Muhammadu Buhari Hak atas foto AFP
Image caption Presiden Nigeria Muhammadu Buhari, yang dikritik isterinya sendiri.

Isteri Presiden Nigeria Muhammadu Buhari memperingatkan bahwa dia bisa saja tidak mendukung suaminya pada pemilu nanti jika ia tidak berubah dalam menjalankan pemerintahannya.

Dalam wawancara dengan BBC, Aisha Buhari mengatakan bahwa presiden 'tidak mengenali' sebagian besar pejabat tingkat atas yang telah ditunjuknya.

Dia menyatakan, pemerintah telah dibajak dan bahwa 'sejumlah' orang mengarahkan presiden dalam memilih para pejabat.

Buhari terpilih tahun lalu dengan janji untuk mengatasi korupsi dan nepotisme di pemerintahan.

Keputusan istrinya untuk go public, berbicara terbukasoal ini sangat mengejutkan banyak orang, namun menunjukkan tingkat ketidakpuasan kepada kepemimpinan presiden, kata wartawan BBC Naziru Mikailu di ibukota, Abuja.

Dalam wawancara dengan Naziru Mikailu, Nyonya Buhari mengatakan: "Presiden tidak tahu, misalnya, 45 dari 50 pejabat yang ditunjuknya, dan saya juga tidak tahu mereka kendati saya adalah isterinya sejak 27 tahun lalu."

Dikatakannya, banyak orang yang tidak sehaluan dengan partai berkuasa All Progressives Congress (APC) diangkat ke posisi penting berkat pengaruh 'sejumlah orang."

"Ada orang yang duduk-duduk saja di rumah sambil melipat lengan hanya untuk mendapat telepon diminta datang lalu diangkat sebagai kepala suatu badan atau kementerian.

Namun Ny. Buhari menolak mengungkapkan siapa yang dimaksud: "Anda akan langsung tahu kalau Anda menonton televisi Nigeria," kilahnya.

Hak atas foto Buhari Campaign
Image caption AIsha Buhari dan suaminya, Muhammadu Buhari, dalam pemilihan presiden lalu.
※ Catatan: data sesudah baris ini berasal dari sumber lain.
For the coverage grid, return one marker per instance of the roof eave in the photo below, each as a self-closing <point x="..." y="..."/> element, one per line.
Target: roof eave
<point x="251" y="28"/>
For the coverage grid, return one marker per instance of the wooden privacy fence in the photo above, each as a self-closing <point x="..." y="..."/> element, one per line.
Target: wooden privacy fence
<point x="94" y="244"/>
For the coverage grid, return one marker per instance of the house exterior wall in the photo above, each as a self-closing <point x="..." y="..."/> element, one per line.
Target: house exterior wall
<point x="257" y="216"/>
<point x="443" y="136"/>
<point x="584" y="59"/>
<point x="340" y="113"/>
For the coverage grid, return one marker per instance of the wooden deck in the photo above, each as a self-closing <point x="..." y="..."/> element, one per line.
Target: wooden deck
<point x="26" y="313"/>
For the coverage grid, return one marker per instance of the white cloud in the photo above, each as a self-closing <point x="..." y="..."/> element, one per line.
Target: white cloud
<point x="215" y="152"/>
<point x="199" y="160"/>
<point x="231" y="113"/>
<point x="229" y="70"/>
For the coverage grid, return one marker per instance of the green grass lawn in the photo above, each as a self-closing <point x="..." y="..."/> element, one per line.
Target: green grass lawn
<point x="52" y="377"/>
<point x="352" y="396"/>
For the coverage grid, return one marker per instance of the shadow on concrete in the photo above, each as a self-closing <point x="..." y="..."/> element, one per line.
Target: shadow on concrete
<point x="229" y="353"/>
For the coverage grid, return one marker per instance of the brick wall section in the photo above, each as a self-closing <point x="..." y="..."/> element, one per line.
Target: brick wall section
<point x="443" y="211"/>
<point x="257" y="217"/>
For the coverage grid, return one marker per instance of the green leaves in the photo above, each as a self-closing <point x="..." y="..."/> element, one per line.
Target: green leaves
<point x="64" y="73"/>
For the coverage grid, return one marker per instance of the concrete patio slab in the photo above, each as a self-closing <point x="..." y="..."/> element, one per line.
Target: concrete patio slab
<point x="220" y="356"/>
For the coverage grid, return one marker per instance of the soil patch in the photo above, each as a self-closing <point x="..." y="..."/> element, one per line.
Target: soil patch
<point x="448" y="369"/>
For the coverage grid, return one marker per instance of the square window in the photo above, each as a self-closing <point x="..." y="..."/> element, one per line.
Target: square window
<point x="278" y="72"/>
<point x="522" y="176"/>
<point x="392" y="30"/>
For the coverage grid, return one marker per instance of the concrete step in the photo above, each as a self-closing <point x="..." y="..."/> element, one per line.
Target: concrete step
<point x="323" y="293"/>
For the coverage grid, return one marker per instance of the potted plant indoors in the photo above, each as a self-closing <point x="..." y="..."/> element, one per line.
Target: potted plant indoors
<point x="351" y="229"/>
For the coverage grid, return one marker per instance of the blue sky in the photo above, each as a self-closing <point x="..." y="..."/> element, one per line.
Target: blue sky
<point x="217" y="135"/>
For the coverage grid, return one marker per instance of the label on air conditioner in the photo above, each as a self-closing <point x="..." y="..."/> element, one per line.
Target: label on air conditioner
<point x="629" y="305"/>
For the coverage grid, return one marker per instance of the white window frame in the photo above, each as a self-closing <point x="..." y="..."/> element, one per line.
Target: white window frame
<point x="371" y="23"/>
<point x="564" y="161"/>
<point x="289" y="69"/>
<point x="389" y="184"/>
Ditanya tentang apakah presiden benar-benar menguasai pemerintahan, ia menjawab, "Tentang ini, silakan rakyat menyimpulkan sendiri."

Nyonya Buhari mengatakan suaminya belum mengabarkan apakah akan mengikuti pemilihan 2019.

"Dia belum mengatakan tapi saya sendiri sebagai isterinya telah memutuskan, yang jika hal-hal ini terus berlangsung sampai 2019, saya tidak akan pergi keluar dan kampanye lagi dan meminta kaum perempuan untuk mencoblos sebagaimana saya lakukan dulu. Saya tak akan pernah melakukakannya lagi."